As described above, according to the present invention,
A high-strength rebar having sufficient ductility, while saving expensive alloy element resources, and without having to perform extreme low-temperature rolling, without causing a decrease in productivity,
It can be manufactured at low cost. The present invention can provide a method for producing such a high-strength rebar, and has an industrially useful effect.

[Brief description of the drawings]

FIG. 1 is a diagram illustrating Luders elongation based on a stress-strain curve in a tensile test.

[Explanation of symbols]

 A: elastic elongation B: Luders elongation C: elongation due to work hardening D: elongation of yield shelf E: target lower limit stress F: target upper limit stress

Claims (1)

[Claims] 1. C: 0.25 to 0.50 wt.%, Si: 1.0 to 2.0 wt.%, Mn: 1.0 to 2.0 wt.%, Cr: 0.01 to 0.50 wt. %, V: 0.10 to 0.30 wt.%, Sol.
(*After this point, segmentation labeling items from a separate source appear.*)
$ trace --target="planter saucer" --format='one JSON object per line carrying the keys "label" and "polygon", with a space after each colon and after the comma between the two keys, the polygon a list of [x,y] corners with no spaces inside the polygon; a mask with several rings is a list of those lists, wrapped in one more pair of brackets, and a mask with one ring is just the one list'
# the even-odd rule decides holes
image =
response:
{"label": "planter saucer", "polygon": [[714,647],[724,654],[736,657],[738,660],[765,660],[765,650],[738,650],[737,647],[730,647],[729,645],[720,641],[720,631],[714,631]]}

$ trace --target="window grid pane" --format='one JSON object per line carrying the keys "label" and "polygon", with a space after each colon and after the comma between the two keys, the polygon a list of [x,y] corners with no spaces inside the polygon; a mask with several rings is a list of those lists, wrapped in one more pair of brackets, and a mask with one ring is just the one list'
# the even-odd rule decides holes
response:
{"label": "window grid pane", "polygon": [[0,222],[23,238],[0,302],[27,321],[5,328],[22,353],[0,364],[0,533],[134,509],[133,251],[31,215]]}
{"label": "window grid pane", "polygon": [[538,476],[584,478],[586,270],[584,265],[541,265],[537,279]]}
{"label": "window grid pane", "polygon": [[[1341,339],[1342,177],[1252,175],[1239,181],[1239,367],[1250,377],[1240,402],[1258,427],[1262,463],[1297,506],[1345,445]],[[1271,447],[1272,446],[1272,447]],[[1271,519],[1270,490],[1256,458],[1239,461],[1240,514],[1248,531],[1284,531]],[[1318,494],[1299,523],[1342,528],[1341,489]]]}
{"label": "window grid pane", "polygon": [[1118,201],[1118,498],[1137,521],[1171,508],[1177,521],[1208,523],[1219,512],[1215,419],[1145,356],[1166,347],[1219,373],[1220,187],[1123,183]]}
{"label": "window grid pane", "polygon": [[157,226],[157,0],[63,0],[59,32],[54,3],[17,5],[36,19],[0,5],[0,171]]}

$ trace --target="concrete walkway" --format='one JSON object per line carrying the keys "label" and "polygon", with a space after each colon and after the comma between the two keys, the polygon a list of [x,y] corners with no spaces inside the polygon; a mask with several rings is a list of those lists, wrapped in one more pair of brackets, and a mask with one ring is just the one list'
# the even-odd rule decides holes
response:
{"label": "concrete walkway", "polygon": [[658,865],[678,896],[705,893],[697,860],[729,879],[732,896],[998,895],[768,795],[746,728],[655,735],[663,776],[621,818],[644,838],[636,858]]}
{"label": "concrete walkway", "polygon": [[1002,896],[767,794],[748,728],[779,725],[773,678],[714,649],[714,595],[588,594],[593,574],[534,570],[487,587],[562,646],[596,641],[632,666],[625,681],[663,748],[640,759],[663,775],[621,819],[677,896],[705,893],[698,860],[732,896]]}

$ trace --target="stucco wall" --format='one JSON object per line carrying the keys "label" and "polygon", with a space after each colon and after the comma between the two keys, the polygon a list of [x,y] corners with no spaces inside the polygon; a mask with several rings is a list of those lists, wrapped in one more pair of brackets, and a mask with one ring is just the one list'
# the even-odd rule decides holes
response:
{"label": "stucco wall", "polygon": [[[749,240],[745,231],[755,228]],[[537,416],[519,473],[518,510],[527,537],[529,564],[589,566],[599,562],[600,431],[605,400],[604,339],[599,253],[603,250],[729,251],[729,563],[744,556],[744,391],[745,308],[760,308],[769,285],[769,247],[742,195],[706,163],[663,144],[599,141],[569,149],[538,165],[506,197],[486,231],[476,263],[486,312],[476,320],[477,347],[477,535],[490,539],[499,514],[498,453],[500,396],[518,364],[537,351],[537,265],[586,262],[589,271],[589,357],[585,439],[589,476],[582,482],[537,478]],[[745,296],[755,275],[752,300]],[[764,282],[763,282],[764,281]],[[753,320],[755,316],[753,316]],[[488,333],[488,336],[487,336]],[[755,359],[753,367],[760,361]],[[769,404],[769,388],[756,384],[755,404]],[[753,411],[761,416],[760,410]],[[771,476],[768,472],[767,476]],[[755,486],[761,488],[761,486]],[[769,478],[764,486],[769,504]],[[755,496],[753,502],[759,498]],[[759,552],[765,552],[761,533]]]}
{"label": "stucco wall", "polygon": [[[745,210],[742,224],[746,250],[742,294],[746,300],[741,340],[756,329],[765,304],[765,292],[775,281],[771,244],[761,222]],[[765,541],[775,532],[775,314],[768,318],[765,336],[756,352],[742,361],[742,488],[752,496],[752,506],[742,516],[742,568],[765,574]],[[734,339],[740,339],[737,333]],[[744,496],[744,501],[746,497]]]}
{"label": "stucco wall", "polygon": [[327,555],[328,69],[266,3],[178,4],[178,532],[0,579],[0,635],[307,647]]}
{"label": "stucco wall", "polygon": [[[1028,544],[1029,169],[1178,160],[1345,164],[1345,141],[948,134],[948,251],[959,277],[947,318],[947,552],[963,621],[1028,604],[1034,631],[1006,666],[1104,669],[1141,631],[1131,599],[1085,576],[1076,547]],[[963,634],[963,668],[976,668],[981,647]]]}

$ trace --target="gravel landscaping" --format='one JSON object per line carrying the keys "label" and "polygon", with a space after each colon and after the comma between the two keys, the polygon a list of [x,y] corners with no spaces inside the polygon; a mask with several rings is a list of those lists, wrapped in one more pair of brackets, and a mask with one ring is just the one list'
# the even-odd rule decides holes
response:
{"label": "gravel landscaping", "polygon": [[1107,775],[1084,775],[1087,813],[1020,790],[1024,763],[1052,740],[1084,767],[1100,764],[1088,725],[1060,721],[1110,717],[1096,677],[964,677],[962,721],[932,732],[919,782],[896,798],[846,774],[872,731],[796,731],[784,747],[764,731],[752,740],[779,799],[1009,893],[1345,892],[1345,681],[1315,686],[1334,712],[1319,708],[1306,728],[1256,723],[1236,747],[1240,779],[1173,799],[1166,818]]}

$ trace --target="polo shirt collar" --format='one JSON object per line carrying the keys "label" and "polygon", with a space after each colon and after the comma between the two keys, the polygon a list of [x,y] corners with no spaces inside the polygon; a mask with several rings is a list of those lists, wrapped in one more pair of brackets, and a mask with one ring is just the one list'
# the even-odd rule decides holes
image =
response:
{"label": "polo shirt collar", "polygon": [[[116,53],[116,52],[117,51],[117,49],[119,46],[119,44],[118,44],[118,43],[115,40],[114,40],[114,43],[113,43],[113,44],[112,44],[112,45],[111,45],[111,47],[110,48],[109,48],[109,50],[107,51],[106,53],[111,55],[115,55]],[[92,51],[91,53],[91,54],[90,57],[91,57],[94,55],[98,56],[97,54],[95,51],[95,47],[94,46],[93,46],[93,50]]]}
Al: 0.010 to 0.100 wt.%, N: 0.008 to 0.030 wt.%, And Ti: 0.010 wt.% Less than, including when not adding Ti, a steel ingot or a steel slab having a chemical composition composed of the balance of Fe and unavoidable impurities at 900 to 1000 ° C.
After being heated to a temperature in the range of 850 to 950 ° C., it is rolled at a finish rolling temperature in the range of 850 to 950 ° C., air-cooled, and the yield stress of the obtained rolled steel material is 685 N / mm ² or more, and the A method for producing a high-strength rebar, wherein the elongation is 0.6% or more.